Doch nicht nur im Umfeld von Oberstudienrat Rösch sorgt die Union in der 5 800-Einwohner-Gemeinde in diesen Tagen für Gesprächsstoff. Besonders Aussagen des Ortsverbandsvorsitzenden Ralf Bork irritieren einige Beobachter. „Wir werden uns weiterhin bedeckt halten“, hatte der Christdemokrat gegenüber der Bruchsaler Rundschau auf die Frage, ob es vonseiten der CDU eine Wahlempfehlung geben werde, gesagt. Eine Aussage, die nun in einem ganz anderen Licht erscheint. Denn offenbar hat der Kronauer CDU-Vorstand insgeheim sehr wohl einen Favoriten, wie aus einem Schriftstück hervorgeht. Warum er diese Überzeugung nicht öffentlich macht, bleibt unklar. Der andere Kandidat mit CDU-Parteibuch, Thorsten Moch, ist in Kronau CDU-Fraktionsvorsitzender und Bürgermeister-Stellvertreter. Für ihn hat sich, wie berichtet, die Junge Union der Gemeinde ausgesprochen. Der CDU-Ortsvorstand kommt indes zu einem anderen Schluss als die örtliche Jugendorganisation der Partei.
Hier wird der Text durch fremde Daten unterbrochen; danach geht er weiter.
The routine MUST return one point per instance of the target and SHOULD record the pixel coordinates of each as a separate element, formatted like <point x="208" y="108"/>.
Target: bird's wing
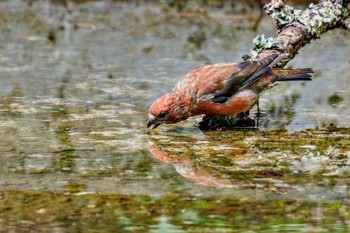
<point x="243" y="75"/>
<point x="220" y="81"/>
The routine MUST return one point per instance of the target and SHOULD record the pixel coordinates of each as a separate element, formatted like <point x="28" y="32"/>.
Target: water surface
<point x="75" y="155"/>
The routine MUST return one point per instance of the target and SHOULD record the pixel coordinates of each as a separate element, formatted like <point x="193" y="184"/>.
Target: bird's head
<point x="166" y="109"/>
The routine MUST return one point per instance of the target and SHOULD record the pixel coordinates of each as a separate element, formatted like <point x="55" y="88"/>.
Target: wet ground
<point x="76" y="84"/>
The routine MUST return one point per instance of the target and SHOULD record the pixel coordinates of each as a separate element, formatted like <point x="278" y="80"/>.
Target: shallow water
<point x="75" y="155"/>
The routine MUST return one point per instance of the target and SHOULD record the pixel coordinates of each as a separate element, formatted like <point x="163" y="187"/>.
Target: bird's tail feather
<point x="294" y="74"/>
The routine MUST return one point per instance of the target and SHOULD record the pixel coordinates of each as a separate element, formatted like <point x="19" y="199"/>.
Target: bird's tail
<point x="293" y="74"/>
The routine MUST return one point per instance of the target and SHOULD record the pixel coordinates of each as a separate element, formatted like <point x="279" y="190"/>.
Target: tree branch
<point x="295" y="28"/>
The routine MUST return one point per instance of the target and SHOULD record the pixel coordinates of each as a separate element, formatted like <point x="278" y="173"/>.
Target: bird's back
<point x="205" y="80"/>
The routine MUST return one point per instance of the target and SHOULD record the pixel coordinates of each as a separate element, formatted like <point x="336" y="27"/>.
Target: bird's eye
<point x="162" y="114"/>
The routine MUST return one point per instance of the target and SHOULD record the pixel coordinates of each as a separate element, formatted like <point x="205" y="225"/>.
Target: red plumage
<point x="220" y="89"/>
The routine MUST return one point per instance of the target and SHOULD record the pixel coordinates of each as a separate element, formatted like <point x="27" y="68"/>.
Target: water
<point x="75" y="155"/>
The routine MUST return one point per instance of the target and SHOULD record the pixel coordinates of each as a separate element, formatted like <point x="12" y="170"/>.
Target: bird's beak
<point x="152" y="122"/>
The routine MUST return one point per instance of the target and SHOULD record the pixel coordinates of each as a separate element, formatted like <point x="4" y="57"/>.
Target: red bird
<point x="220" y="89"/>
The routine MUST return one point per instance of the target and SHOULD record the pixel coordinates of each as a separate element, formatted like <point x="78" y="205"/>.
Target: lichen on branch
<point x="295" y="29"/>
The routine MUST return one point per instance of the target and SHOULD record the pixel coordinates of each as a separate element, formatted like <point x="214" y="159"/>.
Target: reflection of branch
<point x="297" y="28"/>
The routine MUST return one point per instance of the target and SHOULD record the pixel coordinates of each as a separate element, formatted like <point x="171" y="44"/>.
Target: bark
<point x="295" y="29"/>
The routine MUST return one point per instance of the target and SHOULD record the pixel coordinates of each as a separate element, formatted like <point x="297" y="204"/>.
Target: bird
<point x="221" y="89"/>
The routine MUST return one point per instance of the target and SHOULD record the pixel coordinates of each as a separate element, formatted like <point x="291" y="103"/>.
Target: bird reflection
<point x="223" y="165"/>
<point x="192" y="169"/>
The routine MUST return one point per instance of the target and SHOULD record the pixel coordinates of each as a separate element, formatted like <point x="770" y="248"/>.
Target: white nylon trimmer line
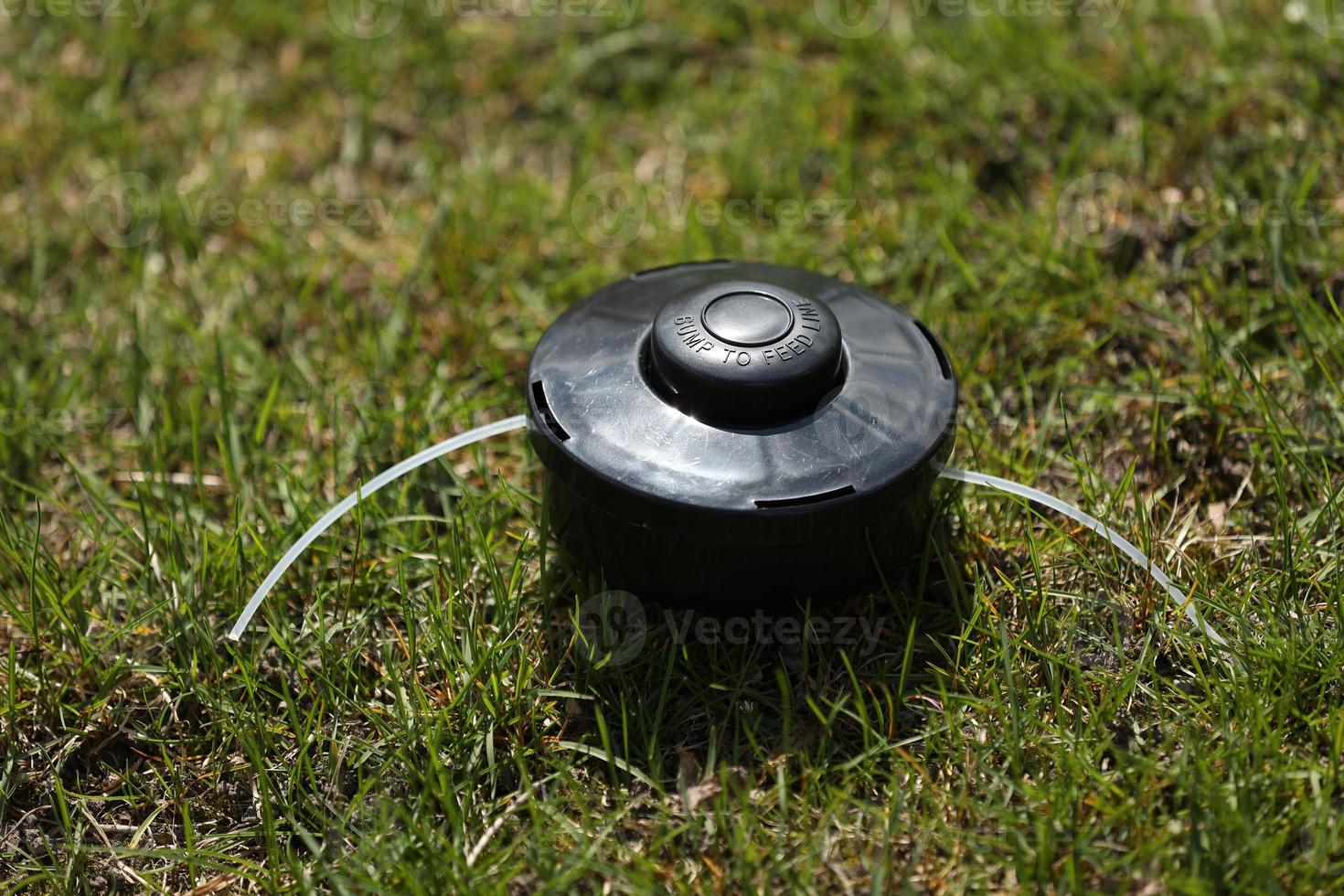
<point x="1178" y="597"/>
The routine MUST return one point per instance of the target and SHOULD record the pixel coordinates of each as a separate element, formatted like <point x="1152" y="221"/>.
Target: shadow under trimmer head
<point x="738" y="434"/>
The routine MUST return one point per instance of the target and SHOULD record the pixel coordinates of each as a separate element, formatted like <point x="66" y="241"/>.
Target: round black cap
<point x="745" y="352"/>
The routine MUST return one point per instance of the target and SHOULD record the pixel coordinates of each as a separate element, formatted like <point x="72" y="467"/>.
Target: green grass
<point x="1034" y="713"/>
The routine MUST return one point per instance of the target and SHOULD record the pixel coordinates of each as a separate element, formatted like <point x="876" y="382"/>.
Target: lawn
<point x="253" y="252"/>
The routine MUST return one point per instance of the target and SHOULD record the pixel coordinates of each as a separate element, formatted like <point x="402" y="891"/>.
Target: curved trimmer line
<point x="390" y="475"/>
<point x="499" y="427"/>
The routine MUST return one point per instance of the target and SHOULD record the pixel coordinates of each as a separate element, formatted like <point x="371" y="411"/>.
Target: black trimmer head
<point x="740" y="434"/>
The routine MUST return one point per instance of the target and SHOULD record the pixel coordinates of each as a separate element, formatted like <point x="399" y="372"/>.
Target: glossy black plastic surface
<point x="688" y="475"/>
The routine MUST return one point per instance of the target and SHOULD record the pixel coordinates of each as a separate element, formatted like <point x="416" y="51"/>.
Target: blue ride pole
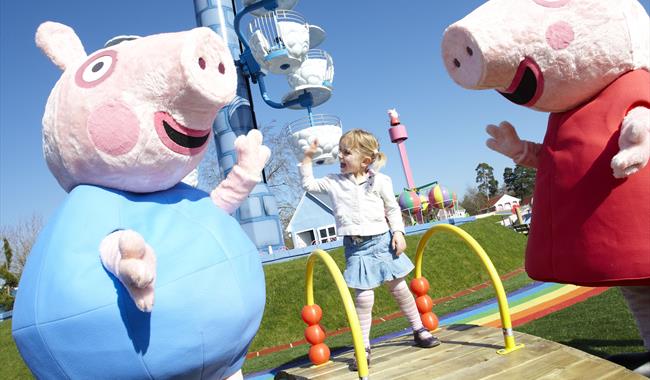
<point x="258" y="215"/>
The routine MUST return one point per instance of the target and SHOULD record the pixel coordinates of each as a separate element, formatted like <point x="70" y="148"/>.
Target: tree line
<point x="518" y="182"/>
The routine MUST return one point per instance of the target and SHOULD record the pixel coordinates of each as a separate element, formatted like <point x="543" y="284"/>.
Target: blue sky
<point x="385" y="55"/>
Diese Eigenschaften und den Eindruck, dass er die Gemeinde in eine gute Zukunft führt, sehen wir bei dem Kandidaten Frank Burkard vereint.

Mittlerweile liegt der Bruchsaler BNN-Redaktion ein Schreiben des CDU-Gemeindeverbands an die „lieben Mitglieder“ vom 27. Mai dieses Jahres mit der Unterschrift des Vorsitzenden Ralf Bork vor. Darin erklärt er im Namen des Vorstands im Anschluss an ein kurzes Persönlichkeitsprofil des künftigen Bürgermeisters: „Diese Eigenschaften und den Eindruck, dass er die Gemeinde in eine gute Zukunft führt, sehen wir bei dem Kandidaten Frank Burkard vereint.“

Darauf angesprochen, dass es sich bei diesen Worten sehr wohl um eine Wahlempfehlung handele, entgegnete der Kronauer CDU-Ortsverbandschef: „Das sehe ich nicht so.“ Vielmehr verwies er auf einen weiteren Passus in dem Schreiben, in dem die CDU-Mitglieder aufgefordert werden, vor ihrer Entscheidung mit Moch und Burkard „offen und unvoreingenommen“ zu sprechen. 

Thorsten Moch will Bürgermeister in Kronau werden
Bürgermeisterkandidat Thorsten Moch (CDU) aus Kronau. | Foto: privat

Dieser Wahlkampf stinkt an allen Ecken und Enden

„Dieser Wahlkampf stinkt an allen Ecken und Enden“, fasste ein Kenner der Kommune den Wettstreit um den Chefsessel im Rathaus an der Kirrlacher Straße in diesen Tagen zusammen. Der zweite und entscheidende Wahlgang der Kronauer Bürgermeisterwahl findet am Sonntag, 3. Juli statt.